La postmodernité est une révolution conservatrice!

 

Quel corpus idéologique succédera à la droite? Affinons notre question: comme jamais la droite ne gagne les élections, sauf en Angleterre, comme elle connaît la défaite depuis plus d'un demi-siècle en Italie, sera-t-elle éliminée à tout jamais des prochains chapitres des livres d'histoire? Cette question, nombreuses sont les revues les plus autorisées de l'établissement culturel et politique du monde occidental: depuis Foreign Affairs aux Etats-Unis, très écouté au “département d'Etat”, en passant par Theory, Culture and Society en Grande-Bretagne, l'une des revues les plus attentives aux phénomènes dits “postmodernes”, jusqu'au Monde Diplomatique  de Paris, qui se pose comme l'observateur classique de la gauche en matières de politique internationale.

 

Le Monde Diplomatique  se préoccupe surtout de “la droite à la conquête des âmes”, dont la gauche semble avoir oublié de s'occuper, parce qu'elle se concentre obsessionnellement sur sa propre survie après l'écroulement du marxisme.
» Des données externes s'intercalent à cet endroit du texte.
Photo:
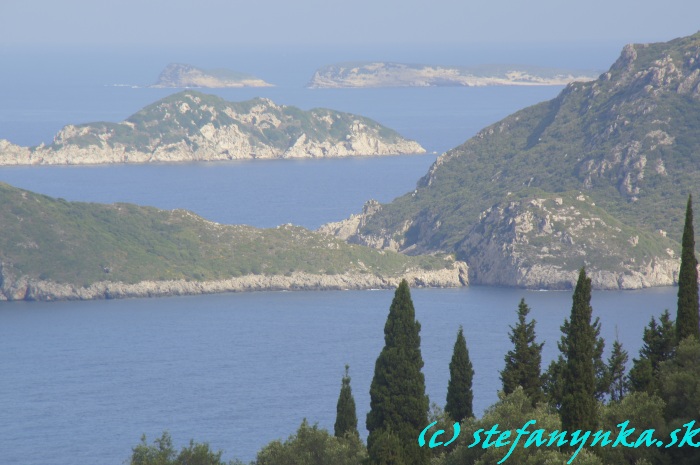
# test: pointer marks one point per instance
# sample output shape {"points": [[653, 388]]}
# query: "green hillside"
{"points": [[82, 243], [629, 141]]}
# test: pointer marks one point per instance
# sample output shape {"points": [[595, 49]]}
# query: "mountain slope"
{"points": [[53, 249], [190, 126], [629, 141]]}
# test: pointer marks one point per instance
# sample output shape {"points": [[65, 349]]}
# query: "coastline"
{"points": [[24, 288]]}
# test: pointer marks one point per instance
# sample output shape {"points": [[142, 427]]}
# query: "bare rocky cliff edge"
{"points": [[597, 177], [191, 126]]}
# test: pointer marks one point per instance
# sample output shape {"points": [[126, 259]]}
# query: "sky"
{"points": [[290, 23]]}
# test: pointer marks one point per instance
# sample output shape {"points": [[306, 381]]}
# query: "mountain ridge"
{"points": [[391, 74], [629, 141], [192, 126], [51, 249]]}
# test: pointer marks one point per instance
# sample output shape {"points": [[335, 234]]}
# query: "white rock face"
{"points": [[28, 289]]}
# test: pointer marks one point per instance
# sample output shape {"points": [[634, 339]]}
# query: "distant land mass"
{"points": [[183, 75], [192, 126], [597, 177], [51, 249], [387, 74]]}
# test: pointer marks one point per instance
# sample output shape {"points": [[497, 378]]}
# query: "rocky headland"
{"points": [[597, 177], [51, 249]]}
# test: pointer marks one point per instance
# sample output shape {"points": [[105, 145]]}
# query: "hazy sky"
{"points": [[334, 22]]}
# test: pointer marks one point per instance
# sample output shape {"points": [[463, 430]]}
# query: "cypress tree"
{"points": [[459, 388], [659, 345], [617, 363], [579, 404], [687, 318], [346, 416], [398, 403], [523, 363]]}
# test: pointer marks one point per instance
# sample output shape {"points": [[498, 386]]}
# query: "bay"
{"points": [[81, 381]]}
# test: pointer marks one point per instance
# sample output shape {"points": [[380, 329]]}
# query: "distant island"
{"points": [[597, 177], [51, 249], [183, 75], [192, 126], [388, 74]]}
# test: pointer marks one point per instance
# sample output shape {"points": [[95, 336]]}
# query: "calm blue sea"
{"points": [[81, 381]]}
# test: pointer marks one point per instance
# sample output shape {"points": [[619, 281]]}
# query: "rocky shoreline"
{"points": [[29, 289], [190, 126]]}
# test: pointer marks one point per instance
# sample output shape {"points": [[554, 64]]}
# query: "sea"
{"points": [[81, 382]]}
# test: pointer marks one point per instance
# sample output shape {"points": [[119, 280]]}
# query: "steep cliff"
{"points": [[628, 142], [52, 249], [183, 75]]}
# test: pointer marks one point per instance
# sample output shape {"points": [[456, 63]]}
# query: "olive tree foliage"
{"points": [[162, 452]]}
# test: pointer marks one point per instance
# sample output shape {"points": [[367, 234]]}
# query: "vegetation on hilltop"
{"points": [[83, 243]]}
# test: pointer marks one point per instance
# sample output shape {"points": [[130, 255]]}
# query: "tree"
{"points": [[312, 445], [398, 403], [680, 389], [524, 361], [687, 323], [617, 363], [459, 388], [162, 452], [553, 379], [346, 416], [579, 404], [659, 345]]}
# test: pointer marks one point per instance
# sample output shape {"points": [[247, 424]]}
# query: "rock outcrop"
{"points": [[34, 289], [385, 74], [597, 177], [190, 126], [182, 75]]}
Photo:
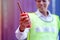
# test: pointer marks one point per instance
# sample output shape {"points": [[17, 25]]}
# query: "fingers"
{"points": [[25, 20]]}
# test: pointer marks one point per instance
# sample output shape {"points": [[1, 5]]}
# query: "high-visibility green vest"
{"points": [[41, 30]]}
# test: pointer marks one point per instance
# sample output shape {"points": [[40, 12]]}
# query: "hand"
{"points": [[24, 21]]}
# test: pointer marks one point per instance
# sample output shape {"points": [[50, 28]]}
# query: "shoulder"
{"points": [[54, 15]]}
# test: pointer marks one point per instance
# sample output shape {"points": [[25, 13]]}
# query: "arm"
{"points": [[21, 35]]}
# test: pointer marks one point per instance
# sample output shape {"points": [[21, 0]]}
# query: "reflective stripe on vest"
{"points": [[41, 30]]}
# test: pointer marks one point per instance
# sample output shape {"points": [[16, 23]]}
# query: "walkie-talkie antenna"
{"points": [[19, 7]]}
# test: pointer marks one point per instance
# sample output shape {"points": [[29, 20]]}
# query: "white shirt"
{"points": [[23, 35]]}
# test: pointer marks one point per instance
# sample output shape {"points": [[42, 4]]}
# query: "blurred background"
{"points": [[9, 15]]}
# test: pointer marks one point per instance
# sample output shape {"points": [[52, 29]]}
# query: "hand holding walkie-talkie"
{"points": [[24, 19]]}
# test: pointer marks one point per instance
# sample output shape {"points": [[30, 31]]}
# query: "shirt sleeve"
{"points": [[21, 35]]}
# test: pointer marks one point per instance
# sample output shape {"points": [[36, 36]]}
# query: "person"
{"points": [[39, 25]]}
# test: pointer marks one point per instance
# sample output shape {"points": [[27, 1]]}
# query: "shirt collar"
{"points": [[40, 15]]}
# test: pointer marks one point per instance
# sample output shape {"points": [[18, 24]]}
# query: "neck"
{"points": [[45, 13]]}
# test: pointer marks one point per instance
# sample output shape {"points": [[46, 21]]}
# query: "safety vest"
{"points": [[41, 30]]}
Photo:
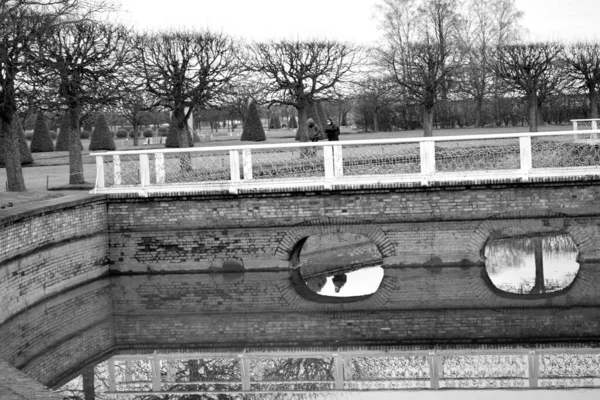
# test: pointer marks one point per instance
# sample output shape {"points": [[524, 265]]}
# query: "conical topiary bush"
{"points": [[253, 130], [41, 141], [292, 123], [24, 149], [62, 142], [102, 136]]}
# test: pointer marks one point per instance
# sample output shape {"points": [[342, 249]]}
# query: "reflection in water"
{"points": [[341, 265], [532, 265], [354, 283], [194, 376]]}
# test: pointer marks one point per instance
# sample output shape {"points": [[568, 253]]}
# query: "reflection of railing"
{"points": [[298, 372], [347, 164]]}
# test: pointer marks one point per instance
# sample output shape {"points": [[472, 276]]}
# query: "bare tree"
{"points": [[86, 59], [582, 62], [299, 73], [420, 51], [527, 68], [486, 24], [187, 71], [23, 23]]}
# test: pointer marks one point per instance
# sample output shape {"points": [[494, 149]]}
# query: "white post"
{"points": [[339, 371], [533, 364], [427, 148], [234, 165], [155, 374], [99, 172], [525, 152], [159, 165], [338, 161], [435, 369], [247, 162], [245, 362], [144, 170], [328, 162], [112, 378], [117, 169]]}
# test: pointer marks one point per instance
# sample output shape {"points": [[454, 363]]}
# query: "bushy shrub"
{"points": [[24, 149], [62, 143], [293, 124], [253, 130], [148, 133], [42, 140], [162, 131], [102, 136]]}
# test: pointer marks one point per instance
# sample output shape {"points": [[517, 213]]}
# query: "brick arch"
{"points": [[327, 225], [521, 223]]}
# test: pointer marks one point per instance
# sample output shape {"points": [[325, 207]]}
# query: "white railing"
{"points": [[348, 164], [585, 124]]}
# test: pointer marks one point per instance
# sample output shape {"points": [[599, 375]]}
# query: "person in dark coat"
{"points": [[332, 131]]}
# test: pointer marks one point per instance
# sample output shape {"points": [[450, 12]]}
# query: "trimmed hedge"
{"points": [[102, 136], [41, 140], [253, 130]]}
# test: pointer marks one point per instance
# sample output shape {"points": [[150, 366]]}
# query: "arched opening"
{"points": [[532, 265], [340, 264]]}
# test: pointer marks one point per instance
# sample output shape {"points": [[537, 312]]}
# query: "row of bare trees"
{"points": [[58, 54]]}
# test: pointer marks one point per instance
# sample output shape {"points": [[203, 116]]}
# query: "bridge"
{"points": [[198, 258]]}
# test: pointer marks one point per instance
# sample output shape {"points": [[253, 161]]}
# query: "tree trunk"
{"points": [[532, 103], [89, 391], [12, 156], [427, 121], [75, 160], [302, 133]]}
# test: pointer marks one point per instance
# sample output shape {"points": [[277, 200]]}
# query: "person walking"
{"points": [[332, 131]]}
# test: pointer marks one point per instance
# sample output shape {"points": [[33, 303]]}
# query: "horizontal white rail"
{"points": [[343, 164]]}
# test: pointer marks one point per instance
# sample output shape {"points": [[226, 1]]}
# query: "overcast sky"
{"points": [[350, 20]]}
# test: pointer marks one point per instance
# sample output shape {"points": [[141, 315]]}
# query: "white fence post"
{"points": [[144, 170], [99, 171], [338, 161], [247, 163], [159, 165], [328, 161], [117, 169], [427, 148], [525, 153], [533, 370]]}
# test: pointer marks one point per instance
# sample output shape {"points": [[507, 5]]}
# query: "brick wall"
{"points": [[425, 226], [48, 250]]}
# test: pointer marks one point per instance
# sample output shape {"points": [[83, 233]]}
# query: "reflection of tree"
{"points": [[339, 280], [527, 256]]}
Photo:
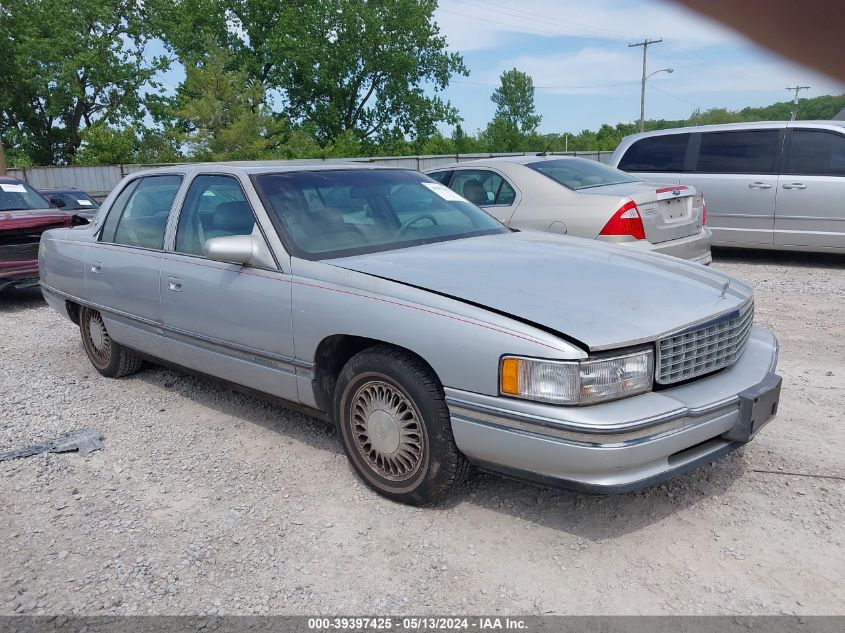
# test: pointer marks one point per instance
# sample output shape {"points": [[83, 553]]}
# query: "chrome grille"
{"points": [[705, 347]]}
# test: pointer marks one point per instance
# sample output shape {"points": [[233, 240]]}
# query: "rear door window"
{"points": [[661, 153], [816, 153], [139, 214], [215, 206], [483, 187], [740, 152]]}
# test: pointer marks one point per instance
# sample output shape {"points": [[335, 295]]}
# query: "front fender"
{"points": [[462, 343]]}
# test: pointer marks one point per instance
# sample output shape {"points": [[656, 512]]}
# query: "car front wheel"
{"points": [[109, 358], [394, 424]]}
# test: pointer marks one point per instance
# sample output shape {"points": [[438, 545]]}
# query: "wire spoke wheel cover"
{"points": [[97, 340], [387, 430]]}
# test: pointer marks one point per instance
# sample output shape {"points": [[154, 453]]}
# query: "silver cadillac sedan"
{"points": [[432, 335], [584, 198]]}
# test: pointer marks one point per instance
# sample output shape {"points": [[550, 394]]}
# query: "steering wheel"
{"points": [[422, 216]]}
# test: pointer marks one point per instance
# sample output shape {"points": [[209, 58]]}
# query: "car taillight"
{"points": [[626, 221]]}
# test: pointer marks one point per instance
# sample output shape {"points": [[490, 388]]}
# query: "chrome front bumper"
{"points": [[616, 446]]}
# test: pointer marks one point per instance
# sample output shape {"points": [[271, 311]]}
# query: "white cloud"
{"points": [[480, 24], [593, 70]]}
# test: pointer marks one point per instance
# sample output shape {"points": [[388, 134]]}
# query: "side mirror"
{"points": [[246, 250]]}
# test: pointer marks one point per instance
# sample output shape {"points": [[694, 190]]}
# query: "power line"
{"points": [[495, 85], [797, 89], [522, 14], [669, 94], [522, 28]]}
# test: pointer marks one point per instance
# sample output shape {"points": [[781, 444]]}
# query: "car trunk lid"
{"points": [[668, 213], [20, 233]]}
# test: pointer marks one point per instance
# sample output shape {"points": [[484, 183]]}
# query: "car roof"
{"points": [[514, 160], [724, 127], [262, 167]]}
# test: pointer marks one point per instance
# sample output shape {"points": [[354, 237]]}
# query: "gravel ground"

Cette droite qui inquiète le Monde Diplomatique  est une droite dont la vitalité ne se mesure pas tant (ou pas seulement) en termes de suffrages, mais surtout en termes d'adhésions individuelles ou d'élites intellectuelles ou, plus particulièrement, de jeunes. De ce point de vue, la victoire récente des listes de droite lors des dernières élections universitaires italiennes  —même si l'on décrète dans les rangs mêmes des droites qu'il ne s'agit que d'un phénomène “qualunquiste”, “quelconque”, purement réactif, dépourvu de signification—  je crois, personnellement, qu'il s'agit d'un signal de plus, annonciateur d'une situation en mutation rapide.

 

Mais ce qui inquiète un bon nombre de politologues de gauche, ce sont les curieuses affinités qui relient la réflexion sur la postmodernité dans son ensemble au mouvement qui s'était développé dans l'Allemagne de la République de Weimar et que l'on appelle la “révolution conservatrice”, dont les principaux exposants furent Ernst Jünger, Martin Heidegger et le juriste Carl Schmitt.

 

Quels sont les indices qui nous permettent de dire que la “révolution conservatrice” est de retour? Goran Dahl, professeur de sociologie à l'Université de Lund en Suède, vient de consacrer un long essai sur cette question dans la revue Theory, Culture and Society. L'un des principaux indices permettant de poser l'analogie “révolution conservatrice”/“postmodernité” est la valorisation accordée à la technologie, perçue comme l'instrument parfait pour se libérer du “vieil ordre”, ainsi que des classes dirigeantes incapables et corrompues qui l'expriment. Du temps de la “révolution conservatrice”, Ernst Jünger avait fait du “Travailleur” le héros des nouvelles technologies destinées à changer le monde. Cette option “technique” avait grandement irrité les proto-nazis (on a trouvé la phrase suivante dans l'une de leurs publications mineures: «Jünger se rapproche de la zone des balles dans la nuque»), tout comme les sociaux-démocrates, désorientés par cette figure d'un “Travailleur” si peu marxiste, plus passionné par la guerre que par l'économie.

 

Aujourd'hui, à l'âge postmoderne, c'est quelque chose de très semblable qui se passe: la technologie et l'informatique constituent la grande ligne de partage entre ceux qui parient sur les “temps nouveaux” et sont prêts à courir des risques et à se lancer dans l'aventure, d'une part, et ceux qui, à droite mais surtout à gauche, dressent haut la bannière de la “vieille” modernité contre la postmodernité hypertechnologique. Ces partisans conservateurs et frileux de la “vieille modernité” accusent par exemple Internet de tous les maux imaginables: la guerre, l'effondrement de la religion ou la prolifération des religiosités alternatives et irrationnelles, la pédophilie, etc. Mais Internet est surtout utilisé ouvertement comme instrument pour rassembler des informations sur les mouvements affirmant les identités traditionnelles (culturelles, religieuses, nationales) et, de ce fait, proches des principes qu'avait affirmés jadis la “révolution conservatrice”.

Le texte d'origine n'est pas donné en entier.